Mike Pressler (CBS News)
April 9, 2015
Above all be loyal. It could be the motto of Bryant lacrosse coach Mike Pressler. It's the reason he hasn't taken other colleges' offers to triple his salary. He's loyal to Bryant, because it hired him after Duke University showed him zero loyalty when it forced him to resign nine years ago in the "Duke rape scandal" that turned out to be a big lie. Pressler speaks at length about his life during and after the scandal for a 60 Minutes story reported by Armen Keteyian, which also includes a Duke athletic department director in a rare interview expressing regret over Pressler's treatment. Keteyian's report will be broadcast Sunday, April 12 at 7 p.m. ET/PT.
Bryant University in Rhode Island hired Pressler a few months after he was forced to resign by Duke amid the lacrosse team rape scandal caused by the false accusations of a stripper. The national scandal frightened even his own college alma mater; it would only agree to meet him off of its campus for a job interview.
Pressler appreciated Bryant's offer. After the three Duke lacrosse players were declared innocent, other schools sought to hire the former Division I coach of the year. But Pressler turned down the big money. "[Loyalty] is everything...everything. And without that, as a man, you have nothing," he tells Keteyian.
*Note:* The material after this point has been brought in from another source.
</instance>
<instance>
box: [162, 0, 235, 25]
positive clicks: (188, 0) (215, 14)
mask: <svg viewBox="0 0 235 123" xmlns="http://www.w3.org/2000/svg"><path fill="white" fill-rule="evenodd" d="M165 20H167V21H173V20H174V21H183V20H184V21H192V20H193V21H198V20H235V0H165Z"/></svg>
At Bryant, he so improved the lacrosse program that the Division II team was moved up a notch to Division I, where it distinguished itself against some of the nation's top teams. Ron Machtley, Bryant's president, says Pressler is an inspiration to the team and society. "He's never come to me and said, 'Ron, can you match this offer?' He has made a commitment to stay here and that kind of loyalty, which he showed to his team and which his team ultimately showed back to him is something that's very rare in society today."
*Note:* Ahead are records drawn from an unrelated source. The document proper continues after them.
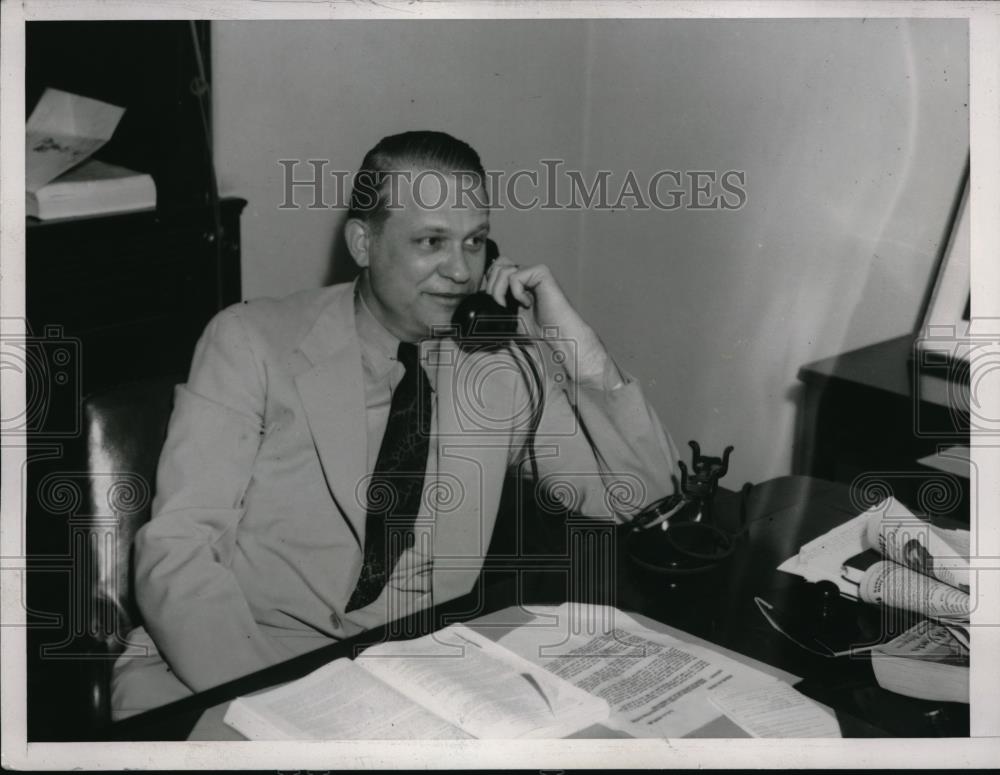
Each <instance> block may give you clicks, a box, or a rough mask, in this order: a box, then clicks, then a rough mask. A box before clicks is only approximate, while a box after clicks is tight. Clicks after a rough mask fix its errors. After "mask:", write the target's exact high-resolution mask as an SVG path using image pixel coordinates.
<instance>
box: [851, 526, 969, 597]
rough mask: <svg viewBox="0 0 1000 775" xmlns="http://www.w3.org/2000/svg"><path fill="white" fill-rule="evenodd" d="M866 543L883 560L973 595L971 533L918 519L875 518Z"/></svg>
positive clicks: (870, 527)
mask: <svg viewBox="0 0 1000 775" xmlns="http://www.w3.org/2000/svg"><path fill="white" fill-rule="evenodd" d="M865 542H866V543H867V544H868V546H870V547H872V548H873V549H877V550H878V551H879V553H880V554H882V556H883V557H886V558H887V559H889V560H893V561H894V562H898V563H899V564H900V565H905V566H907V567H908V568H911V569H913V570H914V571H916V572H917V573H920V574H923V575H924V576H933V577H934V578H936V579H938V580H939V581H943V582H944V583H945V584H949V585H951V586H953V587H957V588H958V589H961V590H962V591H963V592H968V591H969V531H968V530H944V529H942V528H939V527H935V526H934V525H931V524H930V523H929V522H925V521H924V520H922V519H917V518H915V517H911V518H897V517H883V516H881V515H880V514H878V513H875V514H872V516H871V518H870V519H869V521H868V524H867V526H866V529H865Z"/></svg>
To turn down the money and the fancy perks that came with it was the only way, says Pressler. "Got to go back to the events of the summer of '06. For me to turn and-- and leave a place... the administration that has given me and my family so much...I couldn't live with myself," he tells Keteyian.
As the false accusations took wind in 2006, he says he was advised to distance himself from his team. "That was, like, blasphemy...We don't run...don't quit, you know...you finish what you start at all costs," says Pressler. The costs were high. He received hate mail and calls, hate signs were placed in front of his home mocking his support of "the Duke rapists." "Google up one of the boys' names, my name...you saw the word 'rape,' 'sexual assault' next to your name... that just was-- even today, I get emotional about it," says Pressler. At the height of the scandal, Duke told him to resign or risk being fired.
Chris Kennedy, senior deputy director of athletics at Duke, says there was a chaotic atmosphere on campus. Duke was in the national news every day over a false story framed by class, race and sex in a Southern town. He felt for the players. "It was painful because you had 46 kids who were really suffering who knew for a long period of time...some number were going to be indicted based on no evidence whatsoever," he says. "Imagine the stress of that on the kids and on their parents and everything." Kennedy says many at the university have come to regret what it did to Pressler. "I think that a lot of officials at the university have come to the realization or came to the realization within a year or so that probably, Mike shouldn't have lost his job."